The clash between the PCI and Autonomia
On 17 February 1977 Luciano Lama, secretary-general of the CGIL, the trade union closest to the PCI, gave a speech inside the occupied La Sapienza University. During the speech, the autonomi and the CGIL's security organization had a violent clash, that resulted in Lama being chased away. This confrontation prompted  the expulsion of the students by the police.

The clash between the PCI and Autonomia reinforced  the more radical current within Autonomia. The creative current, which included extravagant components, such as the Indiani Metropolitani movement, found themselves in a minority. Some of the autonomi decided that the time had come to alzare il livello dello scontro (escalate of the conflict), in other words, to start using firearms.
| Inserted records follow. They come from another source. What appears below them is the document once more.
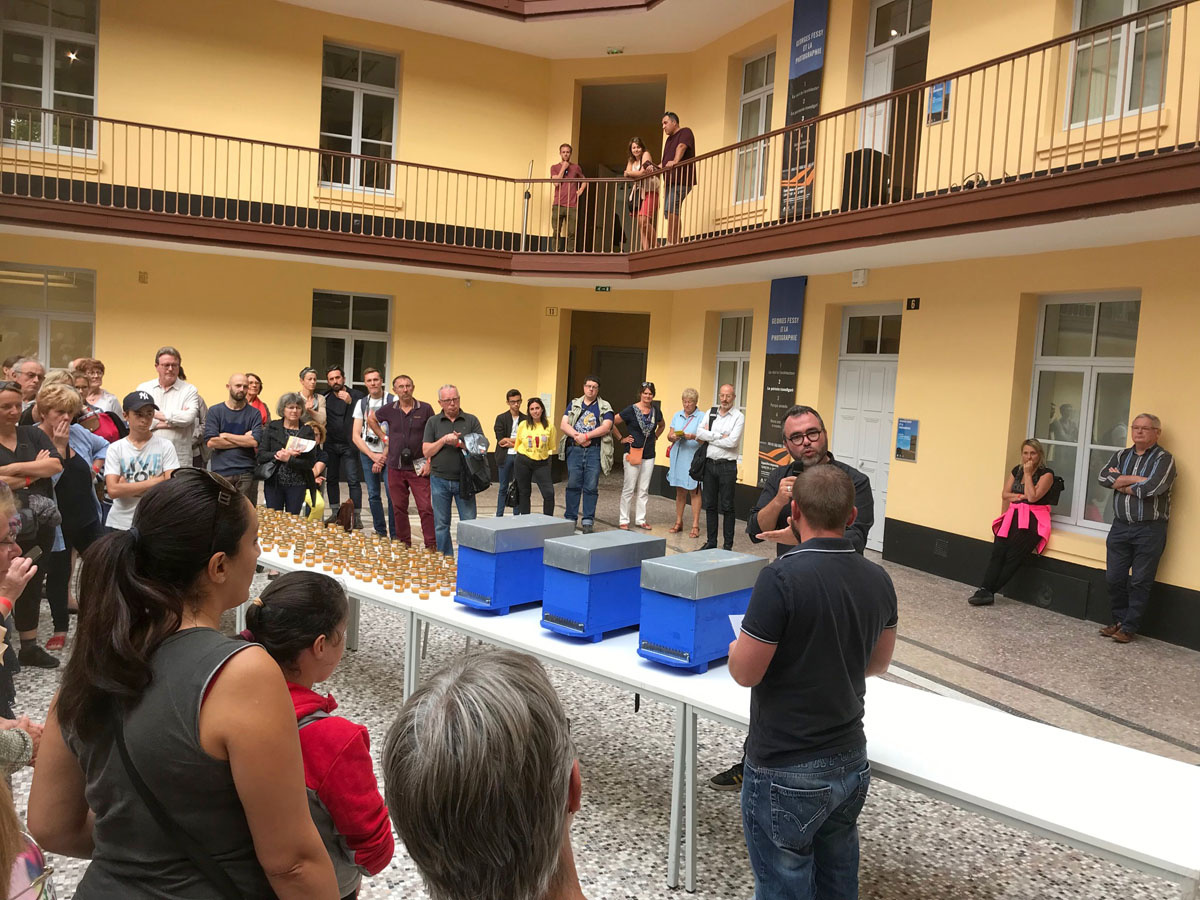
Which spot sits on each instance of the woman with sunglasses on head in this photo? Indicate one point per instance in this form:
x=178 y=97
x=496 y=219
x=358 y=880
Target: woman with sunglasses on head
x=171 y=756
x=642 y=423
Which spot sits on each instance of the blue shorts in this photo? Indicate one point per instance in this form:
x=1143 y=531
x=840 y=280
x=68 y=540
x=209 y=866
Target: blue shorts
x=673 y=198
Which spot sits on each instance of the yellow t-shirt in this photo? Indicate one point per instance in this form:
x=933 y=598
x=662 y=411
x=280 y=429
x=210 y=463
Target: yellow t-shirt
x=535 y=441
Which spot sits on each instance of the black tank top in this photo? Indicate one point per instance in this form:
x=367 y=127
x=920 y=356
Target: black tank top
x=133 y=859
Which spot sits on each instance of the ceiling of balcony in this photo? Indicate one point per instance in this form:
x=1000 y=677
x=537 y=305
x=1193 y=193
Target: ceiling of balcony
x=636 y=27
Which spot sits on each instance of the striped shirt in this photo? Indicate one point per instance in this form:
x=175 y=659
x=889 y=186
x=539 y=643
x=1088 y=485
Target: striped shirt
x=1147 y=501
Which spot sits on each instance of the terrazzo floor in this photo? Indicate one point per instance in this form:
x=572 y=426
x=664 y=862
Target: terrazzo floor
x=1025 y=659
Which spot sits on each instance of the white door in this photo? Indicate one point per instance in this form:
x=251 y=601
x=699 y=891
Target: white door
x=862 y=427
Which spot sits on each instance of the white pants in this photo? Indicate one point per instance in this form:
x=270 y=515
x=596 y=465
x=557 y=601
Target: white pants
x=636 y=477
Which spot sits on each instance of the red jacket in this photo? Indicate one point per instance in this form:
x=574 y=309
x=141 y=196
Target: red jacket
x=339 y=772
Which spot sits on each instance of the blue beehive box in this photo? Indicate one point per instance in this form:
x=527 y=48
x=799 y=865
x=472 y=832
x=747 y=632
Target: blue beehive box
x=687 y=603
x=499 y=559
x=592 y=581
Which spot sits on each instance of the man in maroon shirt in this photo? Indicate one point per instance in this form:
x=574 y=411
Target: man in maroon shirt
x=565 y=207
x=677 y=154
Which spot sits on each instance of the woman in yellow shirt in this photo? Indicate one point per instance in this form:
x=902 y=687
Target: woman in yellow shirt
x=535 y=442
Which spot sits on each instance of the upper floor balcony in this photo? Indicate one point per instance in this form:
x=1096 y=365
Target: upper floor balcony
x=1101 y=121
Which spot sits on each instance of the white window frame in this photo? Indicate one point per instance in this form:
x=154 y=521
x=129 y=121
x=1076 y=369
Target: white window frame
x=359 y=89
x=51 y=37
x=756 y=155
x=351 y=334
x=1090 y=367
x=1128 y=34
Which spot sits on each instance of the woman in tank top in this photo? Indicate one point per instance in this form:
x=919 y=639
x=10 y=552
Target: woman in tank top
x=207 y=719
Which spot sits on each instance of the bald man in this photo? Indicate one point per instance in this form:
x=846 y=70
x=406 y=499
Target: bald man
x=232 y=431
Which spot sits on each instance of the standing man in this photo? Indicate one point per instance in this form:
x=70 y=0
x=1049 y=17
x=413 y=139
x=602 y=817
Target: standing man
x=443 y=448
x=587 y=426
x=408 y=468
x=565 y=205
x=29 y=373
x=723 y=433
x=1140 y=478
x=677 y=151
x=232 y=431
x=178 y=403
x=821 y=621
x=373 y=450
x=507 y=444
x=343 y=455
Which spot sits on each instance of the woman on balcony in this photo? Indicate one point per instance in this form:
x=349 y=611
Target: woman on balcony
x=643 y=197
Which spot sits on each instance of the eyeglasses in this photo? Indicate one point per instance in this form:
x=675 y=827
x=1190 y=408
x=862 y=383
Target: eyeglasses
x=811 y=436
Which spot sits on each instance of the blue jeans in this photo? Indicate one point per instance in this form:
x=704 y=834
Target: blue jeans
x=441 y=491
x=801 y=825
x=377 y=489
x=582 y=477
x=504 y=473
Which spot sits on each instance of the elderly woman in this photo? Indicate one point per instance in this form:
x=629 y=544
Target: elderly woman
x=684 y=445
x=1024 y=527
x=295 y=469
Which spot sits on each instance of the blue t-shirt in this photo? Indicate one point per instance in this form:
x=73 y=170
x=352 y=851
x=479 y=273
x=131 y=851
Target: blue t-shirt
x=221 y=419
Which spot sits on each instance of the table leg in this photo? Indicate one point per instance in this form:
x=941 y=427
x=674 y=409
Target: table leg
x=677 y=779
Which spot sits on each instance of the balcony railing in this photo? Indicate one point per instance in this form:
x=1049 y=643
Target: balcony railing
x=1108 y=95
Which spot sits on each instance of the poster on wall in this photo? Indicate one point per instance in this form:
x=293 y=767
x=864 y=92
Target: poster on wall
x=804 y=69
x=781 y=366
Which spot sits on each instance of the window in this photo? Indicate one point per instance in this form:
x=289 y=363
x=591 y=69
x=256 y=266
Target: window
x=1120 y=70
x=48 y=313
x=48 y=61
x=349 y=330
x=1083 y=378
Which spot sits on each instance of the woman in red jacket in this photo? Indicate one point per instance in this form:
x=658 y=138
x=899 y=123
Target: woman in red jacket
x=301 y=621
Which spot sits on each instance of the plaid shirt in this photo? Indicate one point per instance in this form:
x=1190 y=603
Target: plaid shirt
x=1149 y=501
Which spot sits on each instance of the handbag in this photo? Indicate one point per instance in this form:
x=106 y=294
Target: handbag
x=187 y=845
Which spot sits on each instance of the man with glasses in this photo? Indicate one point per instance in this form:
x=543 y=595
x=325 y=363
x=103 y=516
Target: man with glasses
x=177 y=403
x=1141 y=478
x=808 y=442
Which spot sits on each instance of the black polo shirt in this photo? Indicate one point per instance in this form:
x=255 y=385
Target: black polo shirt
x=448 y=461
x=825 y=607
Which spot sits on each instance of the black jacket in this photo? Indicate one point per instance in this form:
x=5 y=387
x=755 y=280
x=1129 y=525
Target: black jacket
x=864 y=502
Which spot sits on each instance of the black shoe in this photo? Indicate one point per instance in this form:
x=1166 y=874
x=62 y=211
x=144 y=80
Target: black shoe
x=982 y=598
x=727 y=780
x=33 y=654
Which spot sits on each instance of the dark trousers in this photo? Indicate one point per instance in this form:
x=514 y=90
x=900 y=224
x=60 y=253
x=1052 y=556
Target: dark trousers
x=1008 y=553
x=342 y=463
x=1133 y=555
x=527 y=472
x=720 y=479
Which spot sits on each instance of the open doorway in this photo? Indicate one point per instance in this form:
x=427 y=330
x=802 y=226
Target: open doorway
x=611 y=114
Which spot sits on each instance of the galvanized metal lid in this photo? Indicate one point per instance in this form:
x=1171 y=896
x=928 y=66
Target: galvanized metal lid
x=705 y=573
x=601 y=552
x=509 y=533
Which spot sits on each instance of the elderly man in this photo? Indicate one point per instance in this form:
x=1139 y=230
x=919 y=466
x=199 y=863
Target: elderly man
x=178 y=403
x=484 y=802
x=1141 y=478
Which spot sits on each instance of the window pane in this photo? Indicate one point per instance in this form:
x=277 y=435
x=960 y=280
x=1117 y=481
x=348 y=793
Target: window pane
x=863 y=334
x=1110 y=408
x=378 y=70
x=377 y=118
x=22 y=61
x=330 y=311
x=1117 y=331
x=370 y=313
x=1068 y=330
x=336 y=111
x=889 y=342
x=69 y=341
x=1056 y=415
x=340 y=63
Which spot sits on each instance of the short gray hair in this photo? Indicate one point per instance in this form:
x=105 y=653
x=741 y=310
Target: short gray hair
x=477 y=774
x=289 y=400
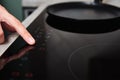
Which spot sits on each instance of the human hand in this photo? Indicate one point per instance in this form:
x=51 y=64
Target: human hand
x=9 y=22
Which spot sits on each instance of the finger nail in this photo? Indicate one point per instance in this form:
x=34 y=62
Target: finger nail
x=31 y=41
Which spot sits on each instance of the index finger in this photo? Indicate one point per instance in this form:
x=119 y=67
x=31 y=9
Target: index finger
x=20 y=29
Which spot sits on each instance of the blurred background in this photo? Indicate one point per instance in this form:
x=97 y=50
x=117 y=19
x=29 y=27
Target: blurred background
x=21 y=9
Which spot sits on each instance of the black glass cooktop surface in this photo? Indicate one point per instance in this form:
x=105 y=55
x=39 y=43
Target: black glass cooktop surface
x=62 y=55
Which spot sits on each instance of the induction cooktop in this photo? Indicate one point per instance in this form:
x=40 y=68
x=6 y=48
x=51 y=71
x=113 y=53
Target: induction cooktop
x=62 y=55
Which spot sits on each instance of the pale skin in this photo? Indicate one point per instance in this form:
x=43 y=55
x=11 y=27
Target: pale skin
x=11 y=23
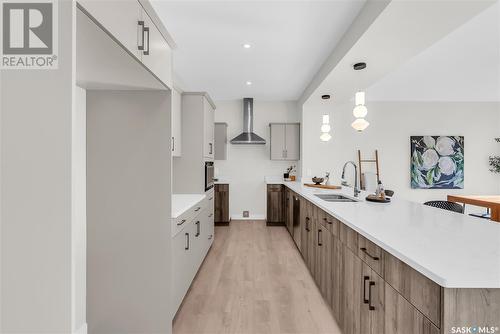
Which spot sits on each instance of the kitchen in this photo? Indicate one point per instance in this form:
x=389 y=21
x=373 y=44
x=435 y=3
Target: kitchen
x=255 y=167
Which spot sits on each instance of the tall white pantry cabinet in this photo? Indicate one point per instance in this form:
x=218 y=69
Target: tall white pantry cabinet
x=115 y=74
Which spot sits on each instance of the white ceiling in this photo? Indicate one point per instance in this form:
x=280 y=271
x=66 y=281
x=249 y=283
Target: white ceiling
x=290 y=41
x=463 y=66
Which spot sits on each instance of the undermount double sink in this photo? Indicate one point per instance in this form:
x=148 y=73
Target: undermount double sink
x=335 y=198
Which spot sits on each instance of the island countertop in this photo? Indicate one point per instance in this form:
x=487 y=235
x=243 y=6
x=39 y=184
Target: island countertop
x=453 y=250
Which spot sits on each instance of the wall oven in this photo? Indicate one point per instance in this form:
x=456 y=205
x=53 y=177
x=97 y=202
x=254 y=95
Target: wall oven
x=209 y=175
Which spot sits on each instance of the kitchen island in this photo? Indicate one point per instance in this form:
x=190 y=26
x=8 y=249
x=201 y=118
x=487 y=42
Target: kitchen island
x=399 y=267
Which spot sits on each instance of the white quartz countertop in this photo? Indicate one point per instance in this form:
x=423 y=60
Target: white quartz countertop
x=183 y=202
x=221 y=180
x=453 y=250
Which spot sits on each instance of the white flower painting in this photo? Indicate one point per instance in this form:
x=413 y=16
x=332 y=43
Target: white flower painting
x=437 y=162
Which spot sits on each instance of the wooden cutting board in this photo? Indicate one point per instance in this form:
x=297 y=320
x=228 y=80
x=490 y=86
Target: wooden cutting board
x=322 y=186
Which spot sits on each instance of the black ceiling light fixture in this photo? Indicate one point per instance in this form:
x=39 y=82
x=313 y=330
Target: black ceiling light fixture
x=359 y=66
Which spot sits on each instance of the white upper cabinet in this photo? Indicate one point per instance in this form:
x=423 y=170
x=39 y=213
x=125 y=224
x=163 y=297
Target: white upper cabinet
x=129 y=24
x=209 y=117
x=292 y=141
x=123 y=27
x=285 y=141
x=176 y=123
x=157 y=55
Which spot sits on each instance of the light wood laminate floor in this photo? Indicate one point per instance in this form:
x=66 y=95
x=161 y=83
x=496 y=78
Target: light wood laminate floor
x=254 y=281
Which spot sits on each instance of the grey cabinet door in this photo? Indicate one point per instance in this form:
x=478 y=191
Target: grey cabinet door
x=220 y=141
x=292 y=142
x=277 y=141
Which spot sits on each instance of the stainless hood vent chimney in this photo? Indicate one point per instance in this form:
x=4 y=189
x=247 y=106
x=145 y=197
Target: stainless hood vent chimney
x=248 y=137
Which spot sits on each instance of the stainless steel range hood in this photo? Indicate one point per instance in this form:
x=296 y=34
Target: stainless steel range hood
x=248 y=137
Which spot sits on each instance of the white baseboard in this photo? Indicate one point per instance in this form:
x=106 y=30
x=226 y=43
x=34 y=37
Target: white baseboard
x=252 y=217
x=82 y=329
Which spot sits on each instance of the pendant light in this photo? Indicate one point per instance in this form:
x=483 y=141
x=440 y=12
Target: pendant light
x=360 y=111
x=325 y=127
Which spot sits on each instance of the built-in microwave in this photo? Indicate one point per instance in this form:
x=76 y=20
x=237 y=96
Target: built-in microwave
x=209 y=175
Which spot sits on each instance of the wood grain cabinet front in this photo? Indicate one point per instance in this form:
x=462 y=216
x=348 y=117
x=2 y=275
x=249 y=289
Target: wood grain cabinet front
x=221 y=204
x=275 y=204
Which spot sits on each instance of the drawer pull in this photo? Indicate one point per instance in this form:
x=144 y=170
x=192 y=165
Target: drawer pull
x=365 y=279
x=370 y=306
x=375 y=258
x=197 y=229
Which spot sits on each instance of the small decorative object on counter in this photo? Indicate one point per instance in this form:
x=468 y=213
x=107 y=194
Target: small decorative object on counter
x=380 y=190
x=327 y=178
x=288 y=174
x=495 y=161
x=317 y=180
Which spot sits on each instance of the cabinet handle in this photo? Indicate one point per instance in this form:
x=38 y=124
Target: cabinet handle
x=370 y=306
x=141 y=25
x=365 y=279
x=146 y=51
x=375 y=258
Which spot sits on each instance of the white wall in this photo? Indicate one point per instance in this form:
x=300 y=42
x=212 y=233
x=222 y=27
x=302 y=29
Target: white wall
x=247 y=165
x=36 y=192
x=392 y=123
x=128 y=212
x=79 y=211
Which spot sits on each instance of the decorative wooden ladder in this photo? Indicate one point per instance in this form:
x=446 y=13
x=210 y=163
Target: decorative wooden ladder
x=361 y=161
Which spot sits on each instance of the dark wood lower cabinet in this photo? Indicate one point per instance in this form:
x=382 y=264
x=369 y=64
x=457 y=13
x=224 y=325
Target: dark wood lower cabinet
x=372 y=292
x=289 y=210
x=402 y=317
x=372 y=315
x=275 y=204
x=352 y=288
x=221 y=204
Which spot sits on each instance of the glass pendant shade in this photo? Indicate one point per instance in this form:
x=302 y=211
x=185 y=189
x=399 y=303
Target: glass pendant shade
x=360 y=111
x=325 y=136
x=360 y=124
x=325 y=128
x=360 y=98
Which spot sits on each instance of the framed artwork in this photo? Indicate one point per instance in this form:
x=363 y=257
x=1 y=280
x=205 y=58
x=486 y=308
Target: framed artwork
x=437 y=162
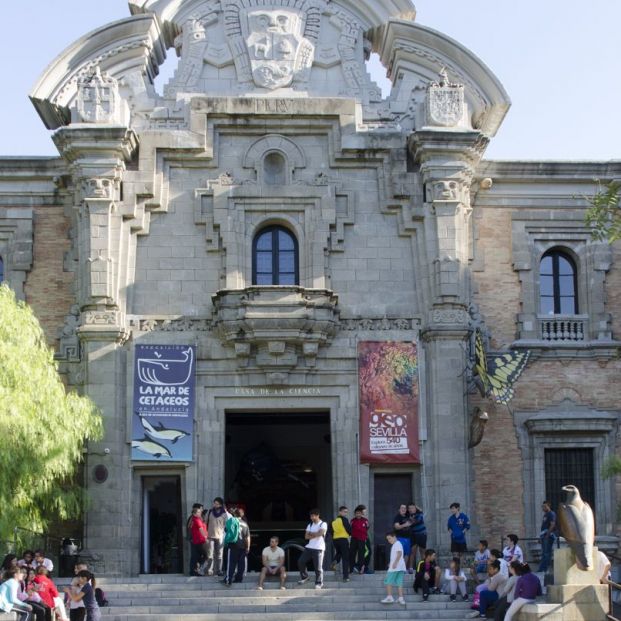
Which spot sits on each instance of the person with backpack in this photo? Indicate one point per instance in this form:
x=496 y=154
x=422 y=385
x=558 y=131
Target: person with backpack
x=215 y=519
x=198 y=539
x=316 y=536
x=237 y=545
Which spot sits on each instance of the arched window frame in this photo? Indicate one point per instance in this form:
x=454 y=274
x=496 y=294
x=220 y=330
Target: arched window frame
x=274 y=230
x=556 y=254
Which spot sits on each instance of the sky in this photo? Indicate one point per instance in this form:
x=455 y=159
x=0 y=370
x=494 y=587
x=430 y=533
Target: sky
x=557 y=59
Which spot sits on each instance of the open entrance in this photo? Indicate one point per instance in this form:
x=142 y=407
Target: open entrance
x=162 y=522
x=277 y=467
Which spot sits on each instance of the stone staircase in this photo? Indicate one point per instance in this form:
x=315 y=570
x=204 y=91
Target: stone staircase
x=171 y=597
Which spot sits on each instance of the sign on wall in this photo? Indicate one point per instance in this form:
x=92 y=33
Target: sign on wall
x=163 y=407
x=388 y=389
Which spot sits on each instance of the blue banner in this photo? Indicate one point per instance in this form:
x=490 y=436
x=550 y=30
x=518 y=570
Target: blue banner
x=163 y=412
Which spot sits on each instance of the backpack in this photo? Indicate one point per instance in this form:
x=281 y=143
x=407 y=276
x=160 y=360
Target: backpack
x=231 y=531
x=100 y=596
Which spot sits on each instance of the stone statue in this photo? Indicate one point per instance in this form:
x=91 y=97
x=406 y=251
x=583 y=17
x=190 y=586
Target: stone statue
x=578 y=527
x=478 y=421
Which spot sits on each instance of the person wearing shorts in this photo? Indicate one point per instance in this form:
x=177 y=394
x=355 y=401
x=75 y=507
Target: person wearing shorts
x=458 y=524
x=396 y=570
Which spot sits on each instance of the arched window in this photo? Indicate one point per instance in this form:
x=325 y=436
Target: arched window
x=557 y=284
x=275 y=257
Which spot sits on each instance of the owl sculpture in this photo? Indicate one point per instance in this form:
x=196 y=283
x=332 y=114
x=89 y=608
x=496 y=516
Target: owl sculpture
x=578 y=527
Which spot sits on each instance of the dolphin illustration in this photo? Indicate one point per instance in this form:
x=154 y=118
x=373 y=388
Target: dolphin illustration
x=151 y=448
x=161 y=433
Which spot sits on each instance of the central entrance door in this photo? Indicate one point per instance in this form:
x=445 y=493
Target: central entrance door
x=277 y=467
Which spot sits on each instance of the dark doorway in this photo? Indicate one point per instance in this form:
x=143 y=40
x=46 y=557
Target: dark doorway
x=277 y=467
x=389 y=491
x=162 y=525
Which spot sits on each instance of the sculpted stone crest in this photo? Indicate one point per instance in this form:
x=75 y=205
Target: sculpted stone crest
x=98 y=98
x=445 y=102
x=273 y=44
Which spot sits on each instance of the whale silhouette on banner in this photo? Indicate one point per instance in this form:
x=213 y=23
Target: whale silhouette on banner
x=164 y=397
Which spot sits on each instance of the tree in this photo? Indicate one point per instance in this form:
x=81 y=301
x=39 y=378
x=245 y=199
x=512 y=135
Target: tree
x=604 y=214
x=43 y=428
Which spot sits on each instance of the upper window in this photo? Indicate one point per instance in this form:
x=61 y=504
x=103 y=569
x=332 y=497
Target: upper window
x=275 y=257
x=557 y=284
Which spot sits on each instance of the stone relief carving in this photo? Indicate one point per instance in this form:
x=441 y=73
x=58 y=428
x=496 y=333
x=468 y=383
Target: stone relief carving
x=272 y=45
x=98 y=99
x=69 y=346
x=445 y=102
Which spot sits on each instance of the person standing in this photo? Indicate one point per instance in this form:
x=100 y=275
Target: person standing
x=315 y=548
x=237 y=541
x=418 y=534
x=547 y=535
x=198 y=540
x=359 y=536
x=215 y=519
x=458 y=524
x=340 y=530
x=396 y=569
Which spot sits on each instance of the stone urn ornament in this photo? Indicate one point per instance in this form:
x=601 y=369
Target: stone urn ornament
x=578 y=527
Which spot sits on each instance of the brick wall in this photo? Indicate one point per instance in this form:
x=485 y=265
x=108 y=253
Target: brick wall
x=48 y=286
x=497 y=464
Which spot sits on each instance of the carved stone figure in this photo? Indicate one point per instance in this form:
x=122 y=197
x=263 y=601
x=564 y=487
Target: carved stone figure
x=98 y=98
x=477 y=427
x=578 y=527
x=445 y=102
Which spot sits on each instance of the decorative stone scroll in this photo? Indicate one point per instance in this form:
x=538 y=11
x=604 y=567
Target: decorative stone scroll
x=445 y=102
x=98 y=98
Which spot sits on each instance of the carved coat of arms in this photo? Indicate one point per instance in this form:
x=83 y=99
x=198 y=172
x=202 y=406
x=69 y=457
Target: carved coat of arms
x=445 y=102
x=275 y=42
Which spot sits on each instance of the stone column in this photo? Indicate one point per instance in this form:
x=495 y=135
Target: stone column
x=97 y=156
x=447 y=159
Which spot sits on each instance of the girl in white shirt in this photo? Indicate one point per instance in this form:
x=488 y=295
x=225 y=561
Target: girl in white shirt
x=456 y=580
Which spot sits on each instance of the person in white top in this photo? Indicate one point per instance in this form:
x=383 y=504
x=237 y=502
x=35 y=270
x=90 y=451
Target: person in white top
x=315 y=535
x=456 y=579
x=273 y=558
x=513 y=552
x=396 y=569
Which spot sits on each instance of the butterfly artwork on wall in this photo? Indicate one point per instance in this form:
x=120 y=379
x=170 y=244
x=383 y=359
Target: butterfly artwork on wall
x=495 y=374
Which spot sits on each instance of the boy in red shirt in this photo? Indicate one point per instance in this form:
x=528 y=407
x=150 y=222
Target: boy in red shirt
x=359 y=533
x=198 y=532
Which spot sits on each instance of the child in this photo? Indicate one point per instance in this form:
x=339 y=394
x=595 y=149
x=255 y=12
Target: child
x=86 y=594
x=456 y=579
x=359 y=532
x=458 y=524
x=481 y=558
x=396 y=569
x=427 y=574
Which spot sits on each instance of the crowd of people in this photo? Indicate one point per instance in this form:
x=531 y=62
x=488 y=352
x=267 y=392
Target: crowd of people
x=27 y=589
x=503 y=580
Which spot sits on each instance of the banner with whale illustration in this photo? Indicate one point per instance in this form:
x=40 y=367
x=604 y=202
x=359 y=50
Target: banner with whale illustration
x=163 y=407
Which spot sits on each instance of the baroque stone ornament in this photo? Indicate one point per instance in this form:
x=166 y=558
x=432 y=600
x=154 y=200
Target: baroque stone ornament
x=98 y=98
x=445 y=102
x=273 y=44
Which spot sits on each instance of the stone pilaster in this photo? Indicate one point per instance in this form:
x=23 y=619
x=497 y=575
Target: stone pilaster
x=447 y=159
x=97 y=156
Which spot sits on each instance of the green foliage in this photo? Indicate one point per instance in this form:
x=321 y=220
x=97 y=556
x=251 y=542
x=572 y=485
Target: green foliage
x=604 y=215
x=43 y=427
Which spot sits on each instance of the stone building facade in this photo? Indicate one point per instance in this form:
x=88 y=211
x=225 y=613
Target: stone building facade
x=391 y=226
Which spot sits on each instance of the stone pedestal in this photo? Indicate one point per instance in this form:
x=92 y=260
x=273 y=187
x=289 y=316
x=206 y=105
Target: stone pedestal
x=579 y=593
Autonomia and armed struggle 

Especially after the more effective prosecution, following the Moro Affair in early 1978, many autonomi went underground, reinforcing groups such as the Red Brigades, the Nuclei Armati Proletari (NAP) (a group active mainly in Naples prisons, where many autonomi members had been incarcerated), the Squadre Proletarie di Combattimento, the Proletari Armati per il Comunismo (PAC), Azione Rivoluzionaria, the Unità Comuniste Combattenti and Prima Linea, spread mainly throughout northern and central Italy. Also over 200 small, localised, armed groups were briefly active before suppression and/or amalgamation with the second generation of the much larger armed organizations, such as Red Brigades or Prima Linea (Front Line), between 1978 and 1982, a period in contemporary Italian history known as the "Years of Lead" (Anni di Piombo).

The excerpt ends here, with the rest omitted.